さらには、子供たちに性的同意に関して教えることに関してでございますが、加害者にも被害者にもならないために重要という指摘もある中でございまして、御指摘のとおり、子供たちを性暴力の加害者、被害者、傍観者にさせないことはまさに重要でございまして、文部科学省といたしましては性的同意の趣旨につきまして関係省庁との取組ともしっかり連携をしていきながら理解促進に取り組んでまいりたいというふうに思います。
記者)
16日に開かれました中教審の教育課程企画特別部会の中で、余白の創出を通じた教育の質の向上というテーマでこれまでの議論を踏まえた教育課程の課題と対応案の整理が行われているのですけれども、その中で時間マネジメントの好事例として年度始めの始業日を後ろ倒しにするということでとか、その前に人事異動の内時期を早めたりすることというのが言及されています。こうしたものが学習指導要領の改定を待たずに自治体判断できるものも多いと思うのですけれども、こうしたちょっとした工夫みたいなところをどのように広めていくのかというところについてお伺いしたいと思います。また、それと似たような話として教員採用試験に合格した人ですとか、初任者の方なんかに話を聞くと4月に着任する学校がどこになるかといった情報をなかなか教えてもらえないと。それ故にどこの学校になるか分からないので部屋を借りるのにすごく苦労するといったような話も聞きます。人事異動の内時期を早めるということができるのであればこうした点も改善できるのではないかなというふうに思うのですけれども、そのあたりの見解も合わせてお願いします。
大臣)
先日の部会におきまして、教育課程の実施に伴う過度な負担が生じにくい在り方を追求しつつ、教師と子供の双方が余白を創出していきながら教育の質の向上につなげていく方策について包括的な検討が行われたところでございます。この中におきまして、現行の教育課程の下におきましても、年度初めの始業日を例えば後ろ倒しにしたり、人事異動の内示時期を早めるといった取組によりまして、教師の余白を創出している事例があることを踏まえまして、今後、文部科学省として事例の提供をする旨を提案をさせていただきました。今後、秋までに行うこととしております企画特別部会の論点整理に向けまして事例等の整理を行いまして、来年度の教育課程編成の検討に間に合うように私ども情報提供してまいりたいというふうに思っております。

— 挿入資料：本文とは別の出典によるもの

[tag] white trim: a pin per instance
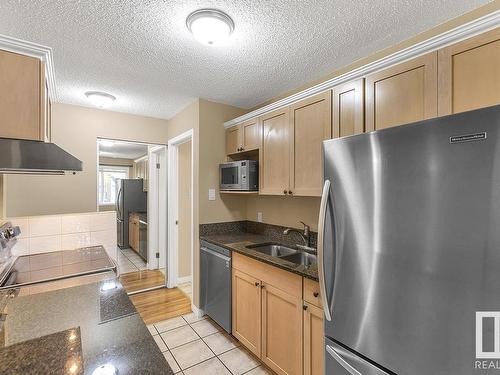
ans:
(44, 53)
(455, 35)
(157, 207)
(173, 206)
(197, 312)
(141, 158)
(184, 279)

また、新規採用の教師の件でございますが、どの学校に配置するかを含めまして、教師の配置につきましては任命権者である各教育委員会の権限と責任において判断されるものではございます。そういう中で、新規採用の教師の具体の学校配置に当たりましては地域の実情、また学級数の変動、また現職教師の配置状況なども考慮した上で検討を行う必要があるというふうに私ども認識をしているところでございまして、結果として3月中旬頃に内示が行われている例もあるものと私ども承知をしているところでございます。いずれにいたしましても、各教育委員会におきまして地域の実情等に応じながら、新規採用の教師の新たな門出でございますので、そこに配慮した適切な人事管理を行っていただくことを期待するところでございます。
記者)
国会の会期末までわずかとなりました。この間、給特法など文科省所管の2本の法律が成立した他に、教育の無償化についても議論が前進したかと思います。このことについて、今国会を振り返ってどう思われるか、大臣の所感をお願いします。
大臣)
まだ22日の会期末まで会期は残っているところでございますが、今国会、御指摘のように文部科学行政におきまして大変重要なテーマを扱うものになったところでございまして、与野党の先生方と様々な議論ができたというふうに考えています。特に文部科学省が提出いたしました2本の法案でございますが、我が国が直面する特に喫緊の課題の一つであります少子化への対策といたしまして、子育て世帯の教育費の負担軽減を図る「大学等修学支援法」、また50年ぶりとなる教職調整額の引き上げをはじめ、教師を取り巻く環境の抜本的な改善を図る「給特法等」の改正法案については、国会における充実した審議を経まして成立させることができました。また、教育無償化につきましてでございますが3党協議、また予算案の修正による先行措置の実施を始めといたしまして様々な進展がございまして、先週13日でございますが、閣議決定いたしました「骨太の方針」におきましても「各般の議論に基づき具体化を行い、また令和8年度予算の編成過程において成案を得て実現する」ことが盛り込まれたところでございます。国会は閉会となりますけれども、先生方からいただきました様々な御指摘も踏まえつつ、改正法の円滑な実施、また施行のための取組を進めていくとともに、教育無償化をはじめとする「骨太の方針」に掲げられました重要事項をまさに実行に移すべく、引き続き検討を重ねた上で必要な要求をしっかりと行いながら、政策の推進に必要な予算の確保に向けて全力で取り組んでまいりたいというふうに思います。
記者)
日本学生支援機構が支給する奨学金の関係なのですけれども、4月末までに申し込みをした学生の一部で6月分の支給の遅れが出ているという話があるようです。今年度から始まったいわゆる多子世帯を対象にした授業料の減免の制度で申請件数が大きく増えたことが要因の一つとも考えられておりますけれども、その関係でお伺いできればと思います。一つは、現時点でもし分かればですけれども、どのぐらいの学生が影響を受けているかという点、また今後の支給の見通し、または原因についての御見解、もしくは文科省としての今後の対応についてお伺いできればと思います。
大臣)
日本学生支援機構の奨学金に関しまして、約4.4万人の方に対する支給が本来の6月11日から遅れている状況でございます。このうち、本日までに約2.7万人の方に関しましては振込が完了をいたしまして、残りの方についても遅くとも6月25日、来週水曜日までに支給される見込みと承知をしているところでございます。同機構の奨学金でございますが、学生が経済的な理由により進学や修学を諦めることがないように支援をするものでございまして、その支援が遅れるという事態はあってはならないことであるというふうに私ども考えております。文科省といたしましては、日本学生支援機構に対しまして可能な限り速やかに支給をすること、また当面の生活費等の工面が難しい方などについては個別の御事情にしっかりと寄り添った対応をすることなどを求めておりまして、対応させているところでございます。文科省としても、学生等にしっかりと支援を届けることができるよう、引き続き同機構に対応を求めてまいります。